Le premier électro-hypersensible de l’histoire semble avoir été Nikola Tesla, et bien des pathologies dites de « civilisation » pourraient être au moins en partie causées par une exposition chronique aux CEM artificiels en tous genres.

Ce n’est pas parce qu’on ne sent pas quelque chose que cette chose ne nous affecte pas, c’est vrai autant pour l’oxygène, pour le gaz carbonique, que pour les CEM.

Sensibilité aux propriétés électromagnétiques des matériaux

D’autres sources de pollutions électromagnétiques, souvent complètement ignorées par beaucoup d’électro-hypersensibles, sont les propriétés électromagnétiques des matériaux : matériaux de construction, vêtements, bijoux, dispositifs médicaux, lits et literie, mobilier… C’est ce que les thérapeutes en « énergétique » ou géobiologues appelleraient les propriétés « énergétiques » des matériaux.

Un revêtement de sol en plastique, comme un plancher flottant ou un isolant plastique en-dessous d’un plancher en bois pourra nuire grandement à un électro-hypersensible, au moins autant, sinon plus qu’une antenne relais située à 2km de là : troubles cognitifs, cardio-vasculaires, frilosité, fatigue, fréquente envie d’uriner… Idem pour les vêtements en polyester, en élasthanne, les élastiques, les protections intimes, les fermeture Éclair, les lunettes…

Les matériaux qui posent le plus souvent des problèmes de biocompatibilité sont :
– les isolants électriques synthétiques (plastiques) ;
– les conducteurs électriques synthétiques (métaux) ;
– les matériaux non-naturels issus de la pétrochimie ou très transformés (latex, viscose, teintures…)

Un matériau est toujours plus ou moins conducteur ou isolant, toujours plus ou moins « naturel ».

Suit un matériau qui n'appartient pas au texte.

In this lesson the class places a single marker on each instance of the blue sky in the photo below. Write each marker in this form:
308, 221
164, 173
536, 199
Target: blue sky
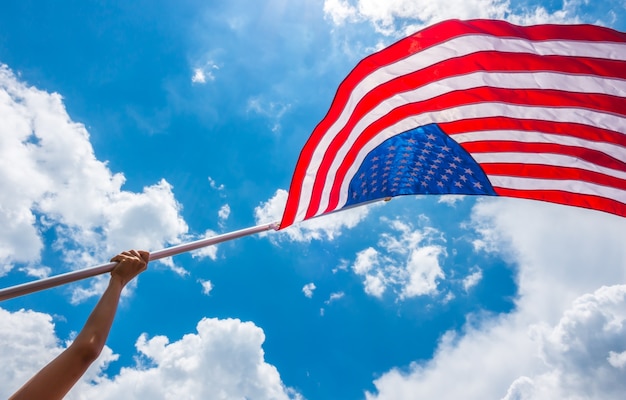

La conductivité et le « naturel » d’un matériau sont toujours relatifs, situés quelque part sur un spectre assez large. Tel objet sera plus ou moins conducteur/isolant, plus ou moins naturel/synthétique, plus ou moins biocompatible/bio incompatible.

Et tel matériau synthétique, comme un composite utilisé par un dentiste pourra être biocompatible pour telle personne et pas pour telle autre, c’est aussi une question de sensibilité personnelle.

Un plancher en bois est un isolant électrique mais il est naturel. Il sera donc en général biocompatible, mais plus il sera traité, peint, ciré, vitrifié, moins il sera biocompatible et plus il risquera d’être problématique.

Il est aussi rarement posé tel quel sur la terre, on place souvent d’autres matériaux en-dessous et ce sont tous les matériaux à proximité du corps, tous ceux situés entre la terre, le corps et le ciel qui doivent être pris en considération, pas seulement ceux en contact direct avec le corps.

Dans une maison, le sol PVC du rez-de-chaussé pourra vous affecter même si vous êtes à l’étage sur un plancher en bois brut. C’est votre propre champ électromagnétique, qui rayonne à plusieurs mètres de vous, qui vous permet de « capter » les informations électromagnétiques de ces matériaux.

Le béton est synthétique mais conducteur et souvent relativement biocompatible, il permet de se mettre à la terre mais il sera susceptible de poser problème s’il contient des additifs issus de la pétrochimie, si son armature n’est pas mise à la terre, s’il a été coulé sur du plastique ou dans un cadre en moellons qui, eux, sont beaucoup moins naturels que du béton brut parce qu’ils contiennent en général des additifs issus de la pétrochimie. Et un béton riche en gravier et en sable aura tendance à être plus biocompatible qu’un béton riche en ciment.

Un matériau qui « respire », relativement poreux au niveau moléculaire, qui laisse circuler l’humidité et l’air aura tendance à être plus biocompatible qu’un matériaux non poreux qui empêche la circulation de ces flux, mais ce n’est pas une règle d’or : un tissu en polyester est très poreux, il est pourtant très bio incompatible !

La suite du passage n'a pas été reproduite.